Support structured logging #341

pixxon · 2024-02-02T12:55:31Z

Is your feature request related to a problem? Please describe.
Currently every information is dumped as a single line of text, using fmt.Sprintf to embed information and variable. This is hard to parse by third party application, such as Grafana/Loki.

Describe the solution you'd like
Utilize a standard logfmt that is easy to read and parse. This is already supported by slog. Even better if it can be configured to use json in case somebody wants that. ( slog has that option too. )

Describe alternatives you've considered
slog seems to be a straight choice, it's already used and supports this feature. Only thing needed to be changed is the approach of the logs.

Additional context
Would be nice to provide some additional context if possible. Such as when using the foreground feature, it could add the id of the cron job to the context by default.

The text was updated successfully, but these errors were encountered:

m90 · 2024-02-02T15:22:48Z

This sounds a bit as if you are trying to recreate something that is already there. During each backup run, statistics are collected and stored in a Stats object:

docker-volume-backup/cmd/backup/stats.go

Lines 43 to 55 in 6029225

    
           // Stats global stats regarding script execution 
        
           type Stats struct { 
        
           	sync.Mutex 
        
           	StartTime  time.Time 
        
           	EndTime    time.Time 
        
           	TookTime   time.Duration 
        
           	LockedTime time.Duration 
        
           	LogOutput  *bytes.Buffer 
        
           	Containers ContainersStats 
        
           	Services   ServicesStats 
        
           	BackupFile BackupFileStats 
        
           	Storages   map[string]StorageStats 
        
           }

After being populated, this is currently only made available to notification templates: https://offen.github.io/docker-volume-backup/how-tos/set-up-notifications.html#notification-templates-reference

I'm not sure if it makes sense to start emitting metrics in a different manner now and also keep supporting both. I also have to admit that I like log lines that are written for humans mostly, e.g. as it helps with getting users up to speed when the log message tells you what's going wrong. If you're looking to get such data into Loki or other log aggregation systems, I would propose to add an option that will dump a serialized form (JSON or logfmt) of the Stats object to stdout after the script has run. This could then be ingested by everything that reads logs.

Also related is the idea of making this available for Prometheus: #64

pixxon · 2024-02-02T19:32:03Z

I think it's a bit easier if I detail the setup that I have running. For the ease of monitoring my home stack and especially finding some bugs, I have Grafana and Loki running.

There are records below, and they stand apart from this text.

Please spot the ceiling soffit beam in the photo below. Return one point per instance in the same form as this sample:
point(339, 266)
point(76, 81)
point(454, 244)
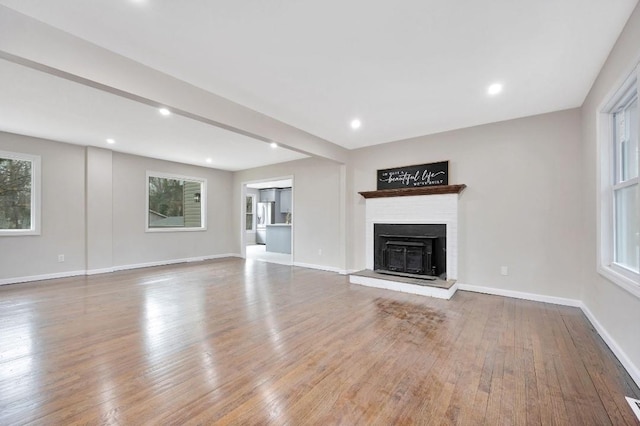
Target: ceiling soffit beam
point(31, 43)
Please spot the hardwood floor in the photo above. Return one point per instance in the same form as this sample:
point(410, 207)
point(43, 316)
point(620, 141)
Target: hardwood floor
point(235, 342)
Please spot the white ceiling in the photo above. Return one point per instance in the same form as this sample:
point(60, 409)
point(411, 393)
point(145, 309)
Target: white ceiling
point(38, 104)
point(284, 183)
point(406, 68)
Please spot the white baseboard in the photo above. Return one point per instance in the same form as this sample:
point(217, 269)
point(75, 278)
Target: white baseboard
point(171, 262)
point(17, 280)
point(320, 267)
point(632, 369)
point(520, 295)
point(25, 279)
point(98, 271)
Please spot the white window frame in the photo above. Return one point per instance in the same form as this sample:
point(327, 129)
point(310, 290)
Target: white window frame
point(36, 180)
point(203, 203)
point(624, 277)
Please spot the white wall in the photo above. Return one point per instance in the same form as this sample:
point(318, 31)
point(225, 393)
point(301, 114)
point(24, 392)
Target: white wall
point(521, 207)
point(617, 311)
point(63, 214)
point(318, 209)
point(133, 246)
point(93, 212)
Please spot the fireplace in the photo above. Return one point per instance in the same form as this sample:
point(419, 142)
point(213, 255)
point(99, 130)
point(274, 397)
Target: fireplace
point(412, 250)
point(436, 208)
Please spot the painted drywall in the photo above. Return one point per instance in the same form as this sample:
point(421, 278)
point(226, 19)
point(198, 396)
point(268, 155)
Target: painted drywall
point(133, 246)
point(99, 210)
point(617, 311)
point(63, 214)
point(318, 237)
point(521, 207)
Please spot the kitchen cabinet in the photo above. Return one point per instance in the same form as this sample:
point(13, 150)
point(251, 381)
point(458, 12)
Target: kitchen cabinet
point(285, 200)
point(268, 195)
point(279, 238)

In the stack there are 4 components:

The service being monitored. These are all running in docker containers, outputting their logs to the stdout. Which is then exposed from the docker daemon.
Promtail, which is a monitoring agent that will discover the containers and collect the logs from them. ( This is done via docker labels. )
Loki, who will collect all the logs coming from different services and expose them to Grafana for visualization.
Grafana, the dashboard that can be used to display this information. For the ease of use this can be done via labels. {container="grafana"} |= `` | logfmt | level = debug

The output of the above filter would be something like:
logger=ngalert.sender.router t=2024-02-02T19:13:51.691945136Z level=debug msg="Finish of admin configuration sync"

In this setup, it is a much easier to have the logs just being fed into Loki automatically without any need for configuration. I would still keep the logs in the same human readable format, just add some labels and annotations to it. ( The current logs are actually already in this logfmt format, but everything is inside the "msg" tag.

m90 · 2024-02-02T19:52:30Z

The thing I am worried about in this approach is: each time the logger is called, there will be a decision to be made which information to include in a structured way and which one not. Obviously, this is also something that happens when writing logs that are meant for humans, but it's a bit more lenient. When people start consuming logs like this, I would expect requests like "oh I would like to know about X at position Y, can you add it?" to surface, and that's not really sustainable. With having the Stats object, this is well defined and adding / changing properties has to be done only once instead of having to revisit every log call.

I have zero idea about how complicated it would be to make your setup pick up a single line instead all of them.

My question would therefore be: would it be possible / helpful for you to reuse the Stats object here and append its current state to every log call if requested (i.e. enabled using a setting)? Would that give you what you need?

m90 · 2024-02-02T20:15:04Z

Also, when you start emitting logs in a structured way, you start creating an interface for other consumers, which means this will need to stay stable. I currently do not consider log output a stable interface and actually do change it from time to time. Stats already has stability guarantees so that users can safely render their templates. This would also be a good reason to reuse what's already there.

pixxon · 2024-02-02T20:20:31Z

I don't think such verbose information is really needed for the logging. I don't want to build metrics out of it, just create potential alerts with some details.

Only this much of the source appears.